The Immigration Amendment Bill, passed by Parliament this week, has been labelled inhumane, ill-conceived and draconian by lawyers and human rights activists, who say that asylum-seekers and refugees will be hard hit by it.

“The Bill favours the rich at the expense of the vulnerable,” said Fatima Khan, the director of the University of Cape Town’s refugee rights project. “The amendments are harsh and unnecessary.” Khan said the Bill allowed for asylum-seekers to be pre-screened at South Africa’s border, in spite of the fact that immigration officials were not qualified to do this. “They should be allowed into the country and properly screened,” she said.

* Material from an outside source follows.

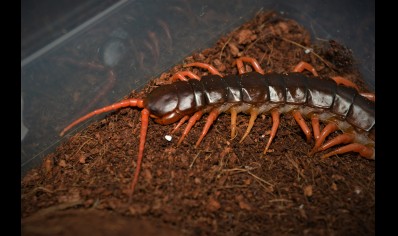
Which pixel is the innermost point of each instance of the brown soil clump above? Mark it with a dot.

Sheldon Magardie, the regional director of Lawyers for Human Rights, was angry that border officials would be empowered to deport people at the border “there and then”. “The effect will be that persons with valid asylum claims at the border risk being immediately deported to countries where they may be tortured or killed,” Magardie said. “This new procedure violates the spirit of South Africa’s international legal obligations under the Convention Against Torture and the 1951 United Nations Convention Relating to the Status of Refugees.”

Roni Amit, the senior researcher at the African Centre for Migration and Society, emphasised that the High Court ruled in 2006 that pre-screening was a violation of constitutional rights. “There is a perception that people are abusing the system,” said Amit. “But rather than addressing abuse in the home affairs department, they’re targeting people coming into the country.”

Complaints
Critics also complain that the law empowers Home Affairs Minister Nkosazana Dlamini-Zuma to reduce the number of days given to asylum-seekers to report to an immigration officer for asylum status from 14 to five.

“It’s cruel,” said Khan. “The minister has no idea how vulnerable asylum-seekers are, especially females. Women are sometimes raped by gangs and left lying at the border for days.

“What is she going to do with these people who take more than five days? Is she going to deport them? Is she going to imprison them?” Said Magardie: “You can’t have a one-size-fits-all approach. You can apply for asylum only at refugee reception offices in the main towns. Someone coming from the border will probably take more than five days to reach a big town.”

There are measures dealing with cases of abuse in the Refugee Act as it currently stands, she said. The increase in criminal penalties was a further problem in the new law, said Magardie. “The minister has increased penalties from fines to jail sentences of up to 15 years for infringements. That is disproportionate.”

A provision allowing for advanced passenger processing (APP), to give home affairs access to airlines’ passenger lists, appeared to violate privacy rights. Said Magardie: “Home affairs is a creaking bureaucracy which cannot cope with large-scale violations of the integrity of the population register and identity theft. How this new and additional database maintenance responsibility for APP will be handled is a mystery.”

Democratic Alliance home affairs spokesperson Annette Lovemore said the processing of the Bill was another concern, as the ANC used its majority muscle to force it through in the teeth of the unanimous rejection by opposition parties. “It was bulldozed through,” Lovemore said. “The department did not consult at the drafting stage and gave a one-week submission deadline for public submissions for a very complex Bill. There was no robust debate.”

Lovemore objected to the stipulation that foreigners wishing to establish businesses in South Africa must, within a year of being granted a visa, meet a certain unspecified “target”. “Exceptional skills permits have also been eradicated and replaced with critical skills permits, making it harder to work in South Africa. “The overall effect is that it’s going to make migration harder,” said Amit. “It contains language that makes it harder for people to apply for visas of any kind.”

Dlamini-Zuma told the media this week that immigration policy “has to be in line with our national priorities, of which job creation is one of the most important”. Abuses of South Africa’s open-immigration policy had compromised national security and tarnished the country’s international reputation, she said.